Let us say we have a function $f[a,b]\rightarrow \mathbb{C}$ and we want to find the Fourier series for this function in the interval $[a,b]$ what is the condition on $f$ such that the Fourier series will converge to the function in this range?
My thoughts
I am guessing that the only requirement be that $f\in L^2(a,b)$ but I don't know if this is correct or if it is the reasoning behind it.
On
It's a very deep, celebrated theorem by Carleson (1966) saying that the Fourier series of an $L^2$ function converges pointwise almost everywhere.
On the other hand there are examples (already by Kolmogorov in 1876) of $L^1$ functions whose Fourier series diverge everywhere.
More elementary results are, for example that the Fourier series of a continuous, piecewise differentiable function converges pointwise everywhere. See this for a thorough discussion about convergence of Fourier series.
On
If the function is in $L^2[a,b]$, then the Fourier series for $f$ will converge in the $L^2$ norm to $f$. More remarkably, the Fourier series will converge pointwise a.e. to $f$, which is a result of Lennart Carleson known as Carleson's Theorem. This is considered to be one of the deepest results of Fourier Analysis. There are no known simple proofs.
Fourier Series won't converge point-wise but on average.

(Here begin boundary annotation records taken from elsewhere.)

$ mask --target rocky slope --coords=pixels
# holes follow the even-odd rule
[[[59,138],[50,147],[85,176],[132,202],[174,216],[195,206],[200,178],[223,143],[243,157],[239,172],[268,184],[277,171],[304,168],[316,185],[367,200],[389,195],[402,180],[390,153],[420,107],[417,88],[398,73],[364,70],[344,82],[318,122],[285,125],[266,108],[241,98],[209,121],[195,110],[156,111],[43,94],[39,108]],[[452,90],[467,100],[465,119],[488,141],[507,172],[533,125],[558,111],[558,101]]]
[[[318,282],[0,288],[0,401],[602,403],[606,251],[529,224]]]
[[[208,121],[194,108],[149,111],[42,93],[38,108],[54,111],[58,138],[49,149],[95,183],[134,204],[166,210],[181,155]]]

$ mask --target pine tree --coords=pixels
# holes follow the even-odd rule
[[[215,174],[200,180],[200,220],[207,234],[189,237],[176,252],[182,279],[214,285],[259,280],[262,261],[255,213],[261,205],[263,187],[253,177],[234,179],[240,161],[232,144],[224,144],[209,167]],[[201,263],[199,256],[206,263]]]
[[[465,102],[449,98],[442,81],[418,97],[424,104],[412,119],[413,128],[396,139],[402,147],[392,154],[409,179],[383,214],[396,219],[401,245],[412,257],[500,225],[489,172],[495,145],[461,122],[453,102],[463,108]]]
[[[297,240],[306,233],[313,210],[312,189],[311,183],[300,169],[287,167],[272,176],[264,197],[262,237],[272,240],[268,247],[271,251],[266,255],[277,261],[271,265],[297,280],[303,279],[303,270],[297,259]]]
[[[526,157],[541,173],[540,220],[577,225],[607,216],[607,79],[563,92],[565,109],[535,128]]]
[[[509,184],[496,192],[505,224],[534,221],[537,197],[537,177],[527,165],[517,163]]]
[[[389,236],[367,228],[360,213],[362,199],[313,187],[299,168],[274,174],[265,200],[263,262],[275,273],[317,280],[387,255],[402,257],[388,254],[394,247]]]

From the start Fourier transform is (usually) defined on the Schwarz class of infinitely differentiable functions of compact support (which is a bit of a requirement), but it can be shown that functions in $L^2$ can be approximated arbitrarily well by functions which are Fourier transformable. I have seen one of the proofs of this in a course so it should probably be readily available online. The version I saw used the derivatives of $e^{-x^2}$ to build a basis and then showed that it was complete in $L^2$ and also Fourier transformable. Here seems to be some details on that. In this linked version they are not only derivatives but also renormalized to have integral 1 "probabilists" (probability distribution sums to 1). Probably out of convenience to make it an ON basis.